I practically got a headache just looking at so many words. #FeesCommission
— Zola Lasmisi (@zola360degrees) November 13, 2017
I’m waiting for the summarised version of the #FeesCommission report
— King_TutankhamunXXII (@King_TutaXXII) November 13, 2017
So we have the #FeesCommission report:
1. Income-Contingency Loans recommended for all students
2. NSFAS for TVET colleges
3. Application and registration fees should be scrapped
4. Govt expenditure on Higher Education should be increased to at least 1% of the GDP
— Anton Meijer (@antonnies) November 13, 2017
The summary of recommendations includes proposals like putting aside 1% of GDP for higher education (including TVET) and using an Income Contingency Loans (ICL) system to replace NSFAS for university funding. The ball is now in the government’s court. #FeesCommission https://t.co/g23KEMa4fj
— Chris Fleming💡 (@chr1sfleming) November 13, 2017
Response was also focussed on the recommendation that all technical vocational education and training (TVET) students “receive fully subsidized free education in the form of grants that cover their full cost of study”.

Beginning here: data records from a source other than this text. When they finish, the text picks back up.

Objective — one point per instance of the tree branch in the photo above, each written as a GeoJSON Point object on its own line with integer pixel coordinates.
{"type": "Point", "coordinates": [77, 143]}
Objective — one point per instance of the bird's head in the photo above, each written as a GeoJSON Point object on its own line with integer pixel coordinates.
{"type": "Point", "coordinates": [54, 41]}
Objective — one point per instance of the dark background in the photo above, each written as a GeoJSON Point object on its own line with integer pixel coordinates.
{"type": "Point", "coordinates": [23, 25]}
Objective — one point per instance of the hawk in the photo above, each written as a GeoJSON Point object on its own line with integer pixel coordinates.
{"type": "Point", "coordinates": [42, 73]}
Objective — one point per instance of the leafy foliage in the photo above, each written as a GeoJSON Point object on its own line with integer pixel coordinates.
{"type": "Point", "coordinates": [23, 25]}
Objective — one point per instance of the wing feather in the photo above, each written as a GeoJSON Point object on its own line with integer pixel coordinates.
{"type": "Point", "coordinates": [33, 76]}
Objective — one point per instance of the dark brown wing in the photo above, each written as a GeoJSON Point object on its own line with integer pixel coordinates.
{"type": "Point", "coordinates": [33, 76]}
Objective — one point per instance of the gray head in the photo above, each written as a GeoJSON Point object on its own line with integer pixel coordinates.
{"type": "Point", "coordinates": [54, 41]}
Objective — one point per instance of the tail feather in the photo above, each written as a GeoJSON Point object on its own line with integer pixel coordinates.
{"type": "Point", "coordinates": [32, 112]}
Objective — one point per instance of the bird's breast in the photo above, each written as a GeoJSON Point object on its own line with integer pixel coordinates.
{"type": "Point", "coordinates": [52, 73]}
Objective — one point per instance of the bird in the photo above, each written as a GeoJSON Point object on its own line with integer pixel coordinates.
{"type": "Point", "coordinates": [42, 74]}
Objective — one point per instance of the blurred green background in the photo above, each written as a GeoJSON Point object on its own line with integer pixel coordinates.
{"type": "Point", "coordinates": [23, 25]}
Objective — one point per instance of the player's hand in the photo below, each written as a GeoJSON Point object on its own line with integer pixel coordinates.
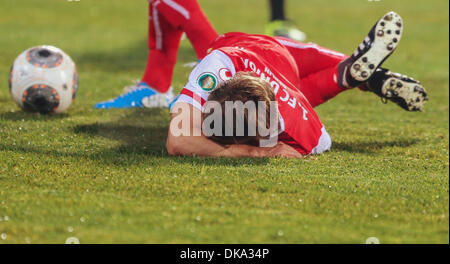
{"type": "Point", "coordinates": [284, 151]}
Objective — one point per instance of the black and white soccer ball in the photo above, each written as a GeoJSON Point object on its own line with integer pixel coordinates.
{"type": "Point", "coordinates": [43, 79]}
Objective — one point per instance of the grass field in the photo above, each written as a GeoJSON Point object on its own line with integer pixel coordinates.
{"type": "Point", "coordinates": [105, 176]}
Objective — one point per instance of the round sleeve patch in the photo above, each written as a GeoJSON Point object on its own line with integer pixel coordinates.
{"type": "Point", "coordinates": [207, 81]}
{"type": "Point", "coordinates": [225, 74]}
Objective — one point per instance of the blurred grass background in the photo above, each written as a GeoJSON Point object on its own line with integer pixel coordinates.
{"type": "Point", "coordinates": [105, 177]}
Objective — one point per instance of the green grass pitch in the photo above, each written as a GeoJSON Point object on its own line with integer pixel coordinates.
{"type": "Point", "coordinates": [105, 176]}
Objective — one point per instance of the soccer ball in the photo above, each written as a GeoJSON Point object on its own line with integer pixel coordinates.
{"type": "Point", "coordinates": [43, 79]}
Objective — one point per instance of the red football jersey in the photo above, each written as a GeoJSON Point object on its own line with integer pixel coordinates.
{"type": "Point", "coordinates": [267, 58]}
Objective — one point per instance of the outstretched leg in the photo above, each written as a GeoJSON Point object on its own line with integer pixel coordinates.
{"type": "Point", "coordinates": [325, 73]}
{"type": "Point", "coordinates": [318, 69]}
{"type": "Point", "coordinates": [168, 19]}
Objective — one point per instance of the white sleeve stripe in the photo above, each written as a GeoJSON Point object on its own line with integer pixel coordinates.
{"type": "Point", "coordinates": [324, 143]}
{"type": "Point", "coordinates": [187, 99]}
{"type": "Point", "coordinates": [177, 7]}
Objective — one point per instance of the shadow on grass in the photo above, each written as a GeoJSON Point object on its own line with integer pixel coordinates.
{"type": "Point", "coordinates": [129, 58]}
{"type": "Point", "coordinates": [141, 134]}
{"type": "Point", "coordinates": [30, 116]}
{"type": "Point", "coordinates": [372, 146]}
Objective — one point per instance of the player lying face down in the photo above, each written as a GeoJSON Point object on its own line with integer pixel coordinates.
{"type": "Point", "coordinates": [298, 77]}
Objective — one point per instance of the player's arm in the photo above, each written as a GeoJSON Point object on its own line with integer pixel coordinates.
{"type": "Point", "coordinates": [193, 143]}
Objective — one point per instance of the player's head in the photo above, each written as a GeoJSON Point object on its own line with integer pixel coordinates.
{"type": "Point", "coordinates": [245, 93]}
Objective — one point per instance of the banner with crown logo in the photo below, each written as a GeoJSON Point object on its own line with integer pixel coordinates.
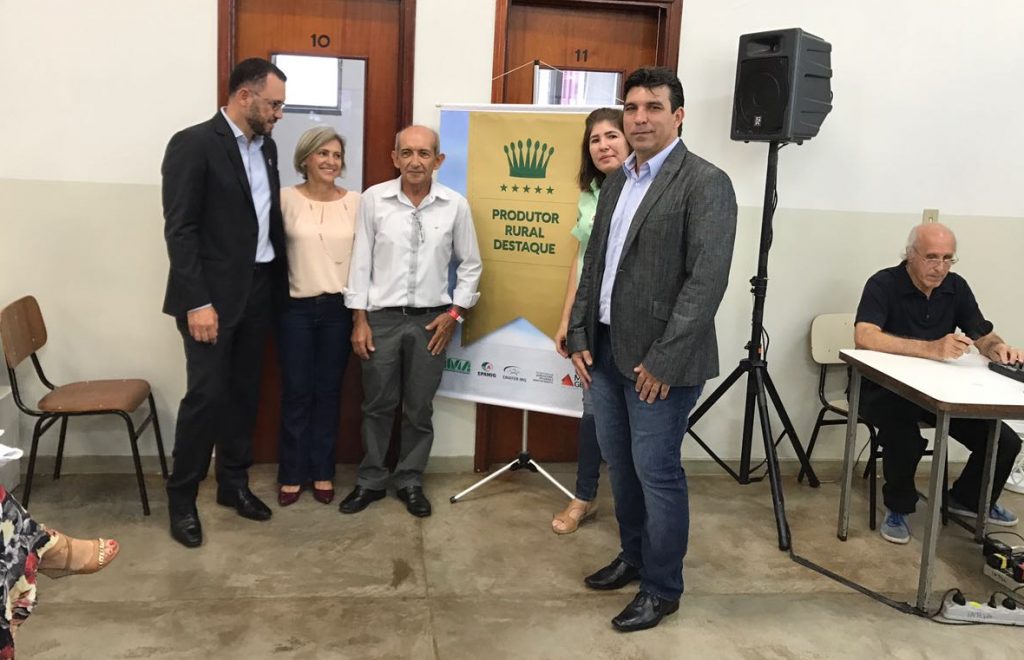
{"type": "Point", "coordinates": [521, 187]}
{"type": "Point", "coordinates": [517, 166]}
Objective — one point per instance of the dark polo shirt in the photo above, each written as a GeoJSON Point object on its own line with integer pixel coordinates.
{"type": "Point", "coordinates": [894, 304]}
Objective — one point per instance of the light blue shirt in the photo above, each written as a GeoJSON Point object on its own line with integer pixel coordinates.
{"type": "Point", "coordinates": [636, 186]}
{"type": "Point", "coordinates": [259, 183]}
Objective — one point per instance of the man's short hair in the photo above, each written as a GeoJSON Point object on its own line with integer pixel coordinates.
{"type": "Point", "coordinates": [252, 72]}
{"type": "Point", "coordinates": [651, 77]}
{"type": "Point", "coordinates": [437, 138]}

— #BLACKNIFICENT (@MatlhomolaX) November 13, 2017
For those in universities, however, “income contingency loans” were recommended.
The Income Loan Contingent (ICL) model as detailed in the #FeesCommission summary suggests loans for university students up to the full cost of study (note: study) with input from the private financial sector contributing as part of its social responsibilities @eNCA
— Erin Bates (@ermbates) November 13, 2017
What difference does it make replacing Nsfas with ICL? 👀 This Commission was just a waste of time!!!!! #FeesCommission
— A Star Is Born 🌟 (@BonganiMalate) November 13, 2017
— IG: sizwe_dlamini1 (@Sizwe_Dlamini1) November 13, 2017
so dissapointed!!!! 😩#FeesCommission
— Lebzatainment (@Lebza_tainment) November 13, 2017
Many were upset that the report recommended dragging the banking sector into funding tertiary education.
By introducing commercial banks into this, they are going to make it difficult for ex-students to purchase cars or houses #FeesCommission
— Cee🖤 (@CeeGee117) November 13, 2017
The very unscrupulous banking sector which refuses to transform is being recommended to deal with fees #FeesCommission
— Ota Benga (@Who_is_Odwa) November 13, 2017
So this #FeesCommission came up with a “solution” where the students will now owe the banks as opposed to owing NFSAS (Government)? Justice Jonathan Arthur HEHER, your commission just did not come up with solutions. just more problems, me thinks. pic.twitter.com/R0TmXDQz0E
— St.Mthokozisi Ntenga (@SaintMthokozisi) November 13, 2017
One user was perplexed as to how the recommendations were considered new.
HISTORIC DEBT: “It is recommended that students with debt, who have since graduated, be offered income-contingent loans (ICL) as well.” #FeesCommission How is this new?
— melitta Ngalonkulu (@MelittaMelc) November 13, 2017
The report is only a recommendation by the Commission and the government is not obligated to accept its findings.